The Mysterious Language Of Kilims

As I toured Brigitte and Ayan Gülgönen’s kilim exhibition at the Milli Reasürans Art Gallery, I could almost hear the kilims speaking their mysterious language.

Right next to me lie brilliant yellows produced from mustard greens and cumin leaves, vibrant greens obtained by boiling forget-me-nots and wild lavender in vats for days. Not far away it’s burnt siena, distilled from the shells of fresh walnuts. We are surrounded by a palette of colors. All obtained from nature in natural ways, hundreds of colors that, rather than fading, will deepen and become richer with the years. They glow before us like a rainbow. Mauve browns extracted from sumac and glossy blacks obtained by boiling pine cones of cypress with valonia oak transport us to bald mountaintops where nomadic herdsmen pitch their tents of coarse felt. Colors that conjure up images of Turkey’s great mountains, isolated valleys and steep mountain passes where none but nomads dare to tread flaunt themselves in designs and motifs at least as impressive as the colors themselves.
Their tones produce glints of light in the myriad motifs—wolf’s foot, scorpion, budgerigar, ram’s horn, shepherd’s rose, dragon, nightingale’s nest, highland rose, carob, hook, hairpin, earring, hand, water, medallion, oil lamp, dove and tree of life. The kilims (flat woven rugs) large and small where all these colors and designs line up row by row, knot by knot, lie there mute at first, like seasoned Anatolian sages. Then suddenly they begin to speak, in a mysterious language woven of the ancient alphabet of the knots. Their barely audible whispers tell a story of days long past, of long-forgotten customs, years of bitter war and pain and fertile periods of peace and plenty, of immortal love, intermittent happiness and more frequent sorrow, birth and death, joyous celebrations, henna nights, the yearning of young brides for the distant family hearth, and of the women whose weary hands wove rugs for them. In short, the kilims speak a language all their own.


Such were my emotions as I toured Brigitte and Ayan Gülgönen’s ‘18th and 19th Century Anatolian Kilims Exhibition’ at Milli Reasürans Art Gallery and first set eyes on the kilims there that dazzle the eye with the richness of their colors and designs. The Gülgönens’ interest in Anatolian textiles, which goes back to 1975, continues undiminished today. Their first collection, Karapınar ‘Tülü’ Rugs, was exhibited at the Dolmabahçe Culture Center under the title ‘Flying Carpet’. In 1997 and 2001 they exhibited their Cappadocian rugs. The current exhibition, which runs through 23 June at the Milli Reasürans Gallery, includes some thirty specially selected kilims.
Defined in dictionaries and encyclopedias as a ‘flat weave’, kilim is the term used to designate the decorative, frequently embroidered, textiles generally used as throws and floor coverings in homes. There are also flat weaves that are used as cushion covers, large sacks, saddle bags and coin purses. Originally produced to meet a practical physical need, in time kilims were enriched by human creativity and power of imagination, eventually coming to express a wide range of human emotions through the designs woven into them.
Each kilim has its own story to tell. And understanding the language used in telling those stories is not given to just anybody. Take, for example, the kilims woven with the well-known ‘arms akimbo’ motif, which expresses motherhood and fertility. Hairpin and earring motifs in a kilim indicate that the girl who wove it is looking for a husband. The ram’s horn on the other hand symbolizes war, manliness and heroism, while the tree of life motif embodies the hope that the family or tribe will endure forever. It is not for nothing that the art of the kilim has been characterized as an ‘abstract art’. As Picasso once said, “If you’re looking for something as beautiful as my paintings it would be a kilim.”

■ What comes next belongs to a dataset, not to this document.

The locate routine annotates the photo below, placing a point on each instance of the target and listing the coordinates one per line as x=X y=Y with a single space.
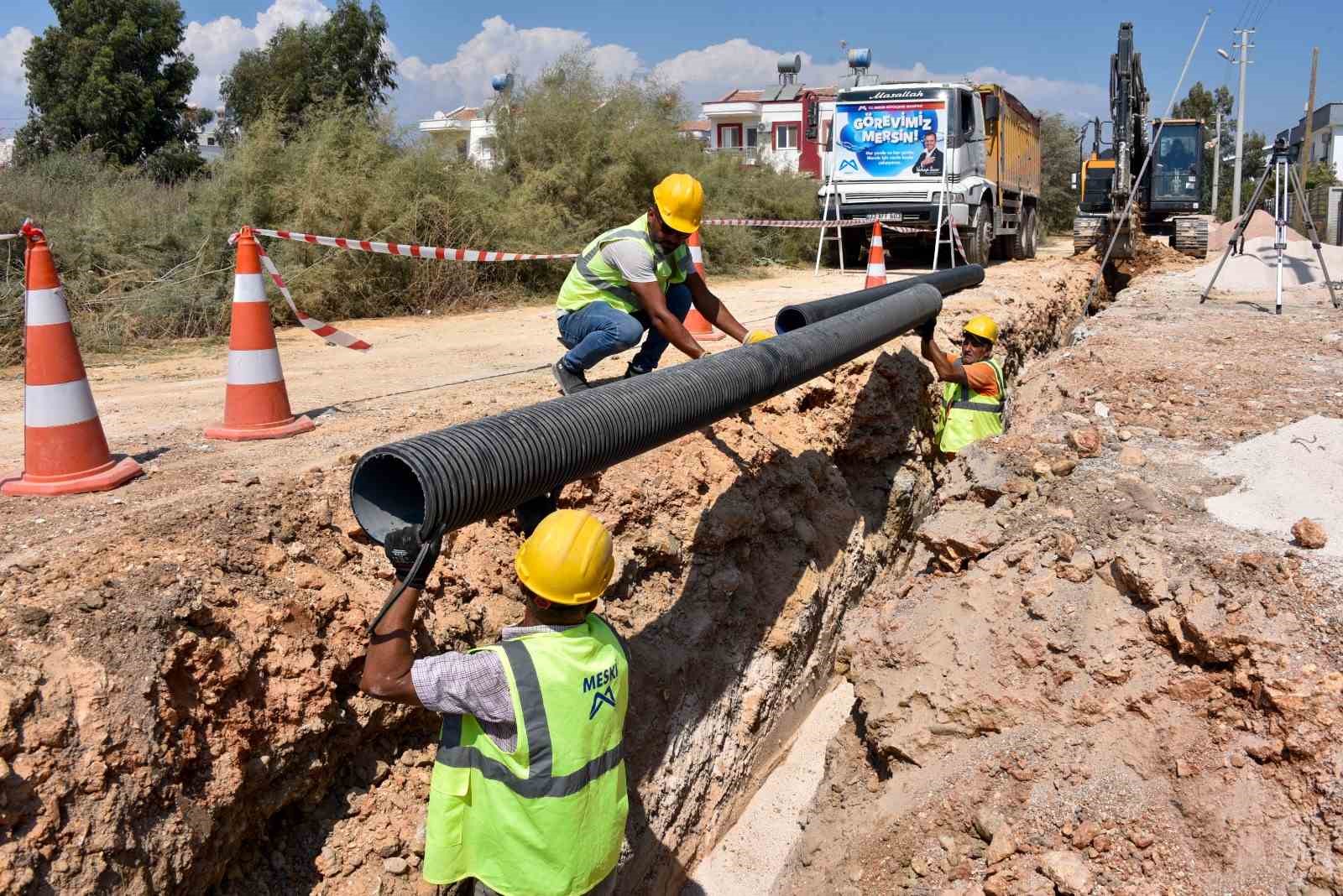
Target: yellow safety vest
x=548 y=819
x=591 y=279
x=969 y=416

Experts on the subject compare the weaving of kilims to speaking a language. Indeed the motifs used in kilims are comparable to the characters of a symbolic language. Just as there are certain linguistic rules that govern the use of written and spoken language, so do a set of aesthetic rules and principles of visual language reveal themselves in the warp and woof of kilims. In the knots they cast with woollen threads, whether dyed or not, kilim weavers not only employ the refined art of weaving to produce timeless designs, they also manage to transcend the limitations of the two-dimensional loom. A third dimension is thereby imparted to the language of color, design and space, simultaneously broadening the range of emotions that can be expressed by the kilim. As those who contemplate kilims try to understand things experienced a long time ago in the minds of the women who wove them, the metaphors apparent in kilims engender countless emotions that trigger intricate thought processes. The visual beauty of kilims, each one an inimitable example of the art of weaving, and of the hands that wove it and what those hands added to a time-honored pattern, are no less magnificent than the variety and creativity that are unique to each one. The symbolic language that finds expression in kilims inspires the viewer to reflect on life in a bygone era, on the traditions of the women who wove these timeless textiles and the cultural context from which they emerged, in other words, to recreate those times in their own imagination.